Precisely because Christianity came to dominate the civilization of the West—it was the successful competitor among many others as the Roman Empire fell apart—its competitors are much less known. One of these was Gnosticism; it manifested in several different strands; these never fused into a single major religion. To speak of a “gnostic religion,” therefore, is to use a metaphor. Those who wander into these woods soon discover that the written remains are sparse, essentially inaccessible without major archeological help (in a manner of speaking). The historical, sociological, and intellectual background is opaque. The texts are, ultimately, tedious. Indeed the interest in Gnosticism today—and stretching back about a century—is itself proof that Western civilization (it used to be called Christendom) is beginning to fall apart. We have entered precisely the same kind of historical period in which Gnosticism once flourished. It was itself one of the “new age” phenomena of the Roman imperial period.

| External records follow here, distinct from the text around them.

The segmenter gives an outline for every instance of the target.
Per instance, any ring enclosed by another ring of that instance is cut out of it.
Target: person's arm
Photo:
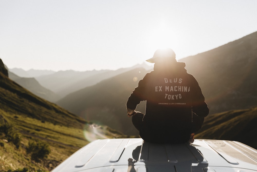
[[[209,114],[209,109],[205,102],[204,96],[198,82],[192,76],[194,91],[192,95],[192,111],[197,115],[201,117],[207,116]]]
[[[128,113],[131,114],[134,111],[136,106],[141,101],[146,100],[146,91],[148,76],[147,73],[143,79],[138,83],[138,86],[135,88],[128,97],[126,104]]]

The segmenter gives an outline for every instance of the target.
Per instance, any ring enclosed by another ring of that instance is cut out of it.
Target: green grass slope
[[[196,138],[240,142],[257,149],[257,107],[207,116]]]
[[[50,171],[91,139],[126,137],[106,126],[93,130],[10,79],[0,59],[0,171]]]

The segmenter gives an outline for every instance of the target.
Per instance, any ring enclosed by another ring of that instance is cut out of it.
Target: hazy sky
[[[10,68],[116,70],[168,47],[177,60],[257,31],[256,0],[0,0]]]

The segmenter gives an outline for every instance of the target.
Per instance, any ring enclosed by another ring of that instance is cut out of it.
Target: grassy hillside
[[[196,138],[240,142],[257,149],[257,107],[208,116]]]
[[[180,61],[197,79],[210,114],[257,104],[257,32]]]
[[[138,68],[67,96],[57,103],[84,119],[104,124],[126,134],[138,135],[126,115],[126,104],[147,72]],[[144,112],[145,103],[137,110]]]
[[[34,95],[9,79],[3,64],[0,59],[0,171],[49,171],[91,139],[126,137],[106,126],[96,130]]]

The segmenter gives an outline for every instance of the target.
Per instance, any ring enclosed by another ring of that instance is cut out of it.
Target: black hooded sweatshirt
[[[203,122],[209,113],[199,85],[187,73],[185,66],[183,62],[155,63],[154,70],[139,81],[129,97],[126,105],[131,109],[135,109],[141,101],[147,101],[140,131],[144,140],[158,143],[187,142],[190,134],[196,131],[192,130],[193,113]]]

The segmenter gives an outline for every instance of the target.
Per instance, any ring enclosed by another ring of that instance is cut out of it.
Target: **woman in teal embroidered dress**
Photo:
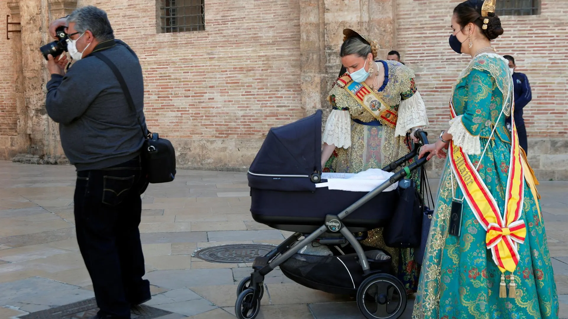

But there is an interest. And with that in mind I would suggest that people with a serious interest in understanding Gnosticism should obtain The Gnostic Religion, written by Hans Jonas. The book originally appeared in 1958. It is available today as a paperback from Amazon and other sellers. Jonas’ is a comprehensive presentation of the subject, placed in its own historical context. He carefully preserves, but properly sorts, the confusions and complexities. He lays out the significant doctrines in sufficient detail, traces the branches of Gnosticism, and, at the end, he also attempts to link the phenomenon to his own era. To put it in a nutshell, he links Gnosticism to existentialism. Which, by the way, initially surprised me. But after pondering the matter, I saw the justice of Jonas’ joining of the two. And, yes, I’d read the whole mind-numbing length of Sartre’s Being and Nothingness. I’ve lived on the Borderzone a long time. I began, in my youth, with people like Nietzsche and Søren Kierkegaard. I once actually read a whole paragraph of Husserl! Heiddegger’s name is one I recognize, and I can give a decent capsule of his central concerns. So I had, you might say, the minimal adequacy to recognize where Hans Jonas was coming from—and whither he was headed.

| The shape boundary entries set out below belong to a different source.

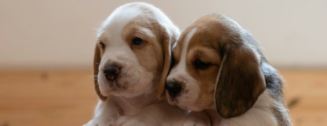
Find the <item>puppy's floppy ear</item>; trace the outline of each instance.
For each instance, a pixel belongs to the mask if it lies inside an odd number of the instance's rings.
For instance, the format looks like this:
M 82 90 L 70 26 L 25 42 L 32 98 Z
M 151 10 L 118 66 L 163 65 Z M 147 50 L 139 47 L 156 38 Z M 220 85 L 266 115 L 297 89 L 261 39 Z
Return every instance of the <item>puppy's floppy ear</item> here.
M 239 115 L 250 109 L 265 90 L 260 59 L 246 43 L 222 44 L 223 55 L 216 81 L 215 102 L 222 117 Z
M 165 62 L 161 73 L 161 77 L 160 83 L 157 89 L 157 96 L 158 98 L 161 99 L 165 95 L 165 85 L 166 84 L 166 78 L 170 71 L 171 64 L 172 50 L 173 45 L 176 42 L 178 33 L 173 32 L 173 35 L 170 34 L 167 31 L 164 31 L 165 28 L 160 29 L 162 31 L 161 34 L 161 41 L 165 53 Z
M 96 45 L 95 52 L 94 52 L 94 59 L 93 60 L 93 75 L 94 75 L 94 86 L 96 88 L 96 91 L 99 97 L 103 101 L 107 99 L 107 97 L 101 95 L 100 89 L 99 88 L 99 84 L 98 83 L 98 73 L 99 73 L 99 66 L 100 65 L 101 61 L 101 56 L 100 55 L 100 49 L 99 46 Z

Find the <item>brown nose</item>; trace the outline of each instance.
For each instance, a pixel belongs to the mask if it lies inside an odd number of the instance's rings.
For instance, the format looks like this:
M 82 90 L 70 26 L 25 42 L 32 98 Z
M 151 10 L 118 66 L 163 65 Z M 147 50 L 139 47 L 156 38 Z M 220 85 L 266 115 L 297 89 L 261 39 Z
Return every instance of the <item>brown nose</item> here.
M 120 73 L 120 69 L 116 66 L 109 66 L 106 67 L 103 71 L 106 78 L 108 80 L 113 81 L 117 79 Z

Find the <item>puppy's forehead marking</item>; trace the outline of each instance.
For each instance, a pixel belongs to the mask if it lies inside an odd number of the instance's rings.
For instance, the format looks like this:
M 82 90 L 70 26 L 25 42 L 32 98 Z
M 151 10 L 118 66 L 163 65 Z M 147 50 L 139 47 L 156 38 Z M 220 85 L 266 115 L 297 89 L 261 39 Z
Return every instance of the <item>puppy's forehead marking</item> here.
M 105 21 L 98 37 L 105 34 L 107 38 L 121 38 L 124 27 L 133 19 L 142 14 L 143 10 L 138 6 L 125 5 L 116 9 Z
M 194 35 L 194 33 L 196 32 L 196 28 L 193 28 L 190 32 L 187 34 L 184 41 L 183 42 L 183 45 L 182 50 L 182 53 L 181 55 L 181 59 L 180 60 L 179 64 L 177 65 L 176 69 L 177 71 L 182 72 L 185 73 L 187 73 L 186 72 L 186 56 L 187 54 L 187 48 L 190 43 L 190 41 L 191 39 Z

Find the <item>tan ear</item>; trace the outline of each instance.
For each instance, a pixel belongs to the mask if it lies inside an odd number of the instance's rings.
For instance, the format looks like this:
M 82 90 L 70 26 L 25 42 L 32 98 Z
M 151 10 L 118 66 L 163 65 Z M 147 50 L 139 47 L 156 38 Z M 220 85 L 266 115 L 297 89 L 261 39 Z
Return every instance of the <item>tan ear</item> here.
M 93 60 L 93 75 L 94 75 L 94 86 L 96 88 L 96 91 L 99 97 L 103 101 L 107 99 L 107 97 L 101 95 L 100 89 L 99 88 L 99 84 L 98 84 L 98 73 L 99 73 L 99 66 L 100 65 L 101 60 L 101 56 L 100 55 L 100 49 L 99 46 L 96 45 L 95 52 L 94 52 L 94 59 Z
M 174 34 L 173 36 L 171 36 L 167 31 L 161 31 L 160 33 L 161 41 L 162 44 L 164 53 L 165 53 L 165 63 L 160 83 L 158 85 L 157 89 L 157 95 L 159 99 L 162 98 L 165 96 L 165 85 L 166 84 L 166 78 L 170 70 L 172 48 L 174 44 L 176 42 L 177 37 L 177 35 L 176 34 Z
M 215 102 L 222 117 L 239 115 L 250 109 L 265 90 L 260 59 L 249 45 L 221 46 L 223 59 L 215 91 Z

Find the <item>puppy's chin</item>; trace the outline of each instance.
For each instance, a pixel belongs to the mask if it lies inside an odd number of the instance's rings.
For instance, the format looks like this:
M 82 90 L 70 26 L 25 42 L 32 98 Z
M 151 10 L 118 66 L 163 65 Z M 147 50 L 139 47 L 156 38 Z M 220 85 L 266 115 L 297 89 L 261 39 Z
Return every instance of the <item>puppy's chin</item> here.
M 155 90 L 155 87 L 152 85 L 153 75 L 150 73 L 146 74 L 145 77 L 147 78 L 139 79 L 124 78 L 124 76 L 119 77 L 116 80 L 108 81 L 105 77 L 104 77 L 102 74 L 99 74 L 100 77 L 99 78 L 98 84 L 101 94 L 104 96 L 112 95 L 130 98 L 150 94 Z
M 177 96 L 174 98 L 172 98 L 168 93 L 166 92 L 166 97 L 168 98 L 168 103 L 172 105 L 176 105 L 179 107 L 188 110 L 200 111 L 205 109 L 211 108 L 212 107 L 214 103 L 209 101 L 201 100 L 202 99 L 189 99 L 188 98 L 187 94 L 182 94 Z M 213 106 L 213 108 L 214 105 Z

If the last paragraph is intimidating, it is meant to be. Life on the Borderzone is not light entertainment; it can be used for that—but then so can most things. The materials I present here, however, will benefit the solitary few who hear the call to understand in a genuine way. And where Gnosticism is concerned, a good starting point is Jonas’ book.

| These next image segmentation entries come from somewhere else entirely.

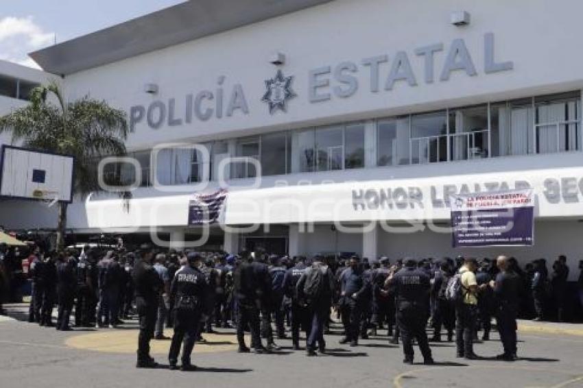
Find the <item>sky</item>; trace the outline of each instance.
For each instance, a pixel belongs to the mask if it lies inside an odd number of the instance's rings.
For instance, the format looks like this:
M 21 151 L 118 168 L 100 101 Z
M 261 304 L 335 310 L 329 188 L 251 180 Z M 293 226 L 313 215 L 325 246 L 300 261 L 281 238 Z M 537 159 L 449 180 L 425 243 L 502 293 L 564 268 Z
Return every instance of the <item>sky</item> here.
M 0 60 L 38 68 L 28 53 L 185 0 L 0 0 Z

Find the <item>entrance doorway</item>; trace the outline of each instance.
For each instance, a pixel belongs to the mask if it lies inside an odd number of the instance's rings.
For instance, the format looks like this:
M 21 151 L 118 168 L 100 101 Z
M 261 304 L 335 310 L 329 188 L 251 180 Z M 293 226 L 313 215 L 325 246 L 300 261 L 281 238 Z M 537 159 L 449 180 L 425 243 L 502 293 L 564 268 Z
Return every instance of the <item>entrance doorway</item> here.
M 249 252 L 263 251 L 283 256 L 287 254 L 287 237 L 244 237 L 244 246 Z

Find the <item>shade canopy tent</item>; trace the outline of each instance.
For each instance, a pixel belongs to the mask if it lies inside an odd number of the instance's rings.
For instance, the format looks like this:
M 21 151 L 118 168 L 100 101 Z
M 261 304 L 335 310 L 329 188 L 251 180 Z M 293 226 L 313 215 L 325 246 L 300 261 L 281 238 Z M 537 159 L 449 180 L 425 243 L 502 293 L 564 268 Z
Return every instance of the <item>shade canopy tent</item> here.
M 11 247 L 23 247 L 26 245 L 26 244 L 22 241 L 16 240 L 12 236 L 6 234 L 3 232 L 0 232 L 0 244 L 6 244 Z

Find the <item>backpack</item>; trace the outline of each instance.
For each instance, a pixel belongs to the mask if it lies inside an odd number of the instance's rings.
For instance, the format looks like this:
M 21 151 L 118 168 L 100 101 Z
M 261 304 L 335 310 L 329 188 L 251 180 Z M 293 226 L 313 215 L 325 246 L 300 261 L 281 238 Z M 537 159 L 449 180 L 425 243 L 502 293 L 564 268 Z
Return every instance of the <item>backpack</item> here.
M 306 299 L 315 300 L 322 296 L 326 287 L 326 267 L 314 265 L 306 274 L 306 282 L 304 284 L 304 296 Z
M 452 302 L 461 302 L 464 296 L 463 289 L 462 275 L 456 274 L 447 281 L 447 287 L 445 289 L 445 299 Z
M 441 287 L 439 288 L 439 291 L 438 291 L 438 299 L 447 300 L 447 298 L 445 297 L 445 293 L 447 291 L 447 286 L 452 277 L 444 274 L 442 276 L 443 276 L 443 280 L 442 281 Z

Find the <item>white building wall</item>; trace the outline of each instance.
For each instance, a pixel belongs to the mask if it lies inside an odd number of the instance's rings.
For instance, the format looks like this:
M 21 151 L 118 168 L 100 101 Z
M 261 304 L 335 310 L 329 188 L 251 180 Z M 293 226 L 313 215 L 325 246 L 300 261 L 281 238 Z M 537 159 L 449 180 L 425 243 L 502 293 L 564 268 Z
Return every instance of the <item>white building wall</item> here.
M 314 226 L 313 232 L 304 233 L 303 235 L 303 249 L 300 248 L 299 254 L 362 253 L 361 234 L 343 234 L 332 230 L 331 225 L 316 225 Z
M 392 262 L 398 258 L 416 259 L 433 257 L 452 258 L 458 255 L 482 258 L 495 258 L 498 255 L 514 256 L 522 265 L 537 258 L 546 258 L 549 270 L 560 254 L 567 257 L 571 268 L 570 280 L 579 276 L 579 260 L 583 260 L 583 223 L 571 221 L 537 221 L 534 225 L 533 247 L 489 247 L 484 248 L 453 248 L 451 234 L 438 233 L 429 228 L 411 233 L 381 232 L 379 254 L 386 254 Z
M 450 13 L 460 9 L 471 13 L 469 26 L 449 23 Z M 130 137 L 130 149 L 169 140 L 215 138 L 578 89 L 583 86 L 583 53 L 576 49 L 582 11 L 583 3 L 578 0 L 560 0 L 552 5 L 545 0 L 337 0 L 81 71 L 67 77 L 67 89 L 71 97 L 89 94 L 128 110 L 175 97 L 178 117 L 184 116 L 188 93 L 223 88 L 226 106 L 234 85 L 241 84 L 244 90 L 248 114 L 235 111 L 230 117 L 195 119 L 191 124 L 171 127 L 165 123 L 156 130 L 142 122 Z M 485 73 L 484 34 L 490 32 L 495 36 L 495 60 L 512 61 L 513 70 Z M 477 75 L 457 71 L 449 81 L 440 81 L 455 39 L 465 42 Z M 424 58 L 415 50 L 434 44 L 442 44 L 444 49 L 435 54 L 436 80 L 427 83 Z M 287 63 L 282 69 L 286 75 L 295 75 L 293 88 L 298 97 L 289 101 L 287 113 L 270 115 L 261 98 L 263 81 L 275 73 L 267 61 L 274 51 L 286 54 Z M 387 91 L 382 86 L 398 51 L 407 53 L 417 85 L 398 81 Z M 361 61 L 381 55 L 388 56 L 389 61 L 380 65 L 380 91 L 372 93 L 370 69 Z M 358 66 L 356 93 L 310 103 L 309 71 L 326 66 L 333 71 L 344 61 Z M 222 76 L 225 80 L 221 88 Z M 332 93 L 334 86 L 342 86 L 328 77 L 330 87 L 318 93 Z M 158 84 L 158 94 L 144 93 L 146 83 Z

Hans Jonas (1903-1993) was a German-born philosopher; he died in the United States. He studied under Husserl and Heiddegger and was drawn to Gnosticism by presentiments within those doctrines of similarities to his own existential leanings. Jonas had many careers—and in philosophy at least three. His earliest phase was the study of Gnosticism and the linking of it to modernity. Later he became what might be called an environmentalist. And last, he developed his own existential view of biology and life in general, casting it in ethical terms.

Gnosticism, for me, is a window into the realms beyond—with an emphasis on the beyond. After having read The Gnostic Religion, encouraged by the powerful insights contained within it, by its synthesizing powers, by the hint that, as the next step, Jonas might advance into the brighter light by means of Gnosticism, I spent around fifty dollars to acquire Jonas’ chief later writings. But this time I was disappointed. When I look through the existential window, I see Being, as it were; but the hard existentialist—and Jonas was of this variety—when he looks through that window, he sees Nothingness. And then the Stoic bravery is to act responsibly despite the yawning nihil over there. But that doesn’t make sense to me. Then, again, I’m of the next generation over.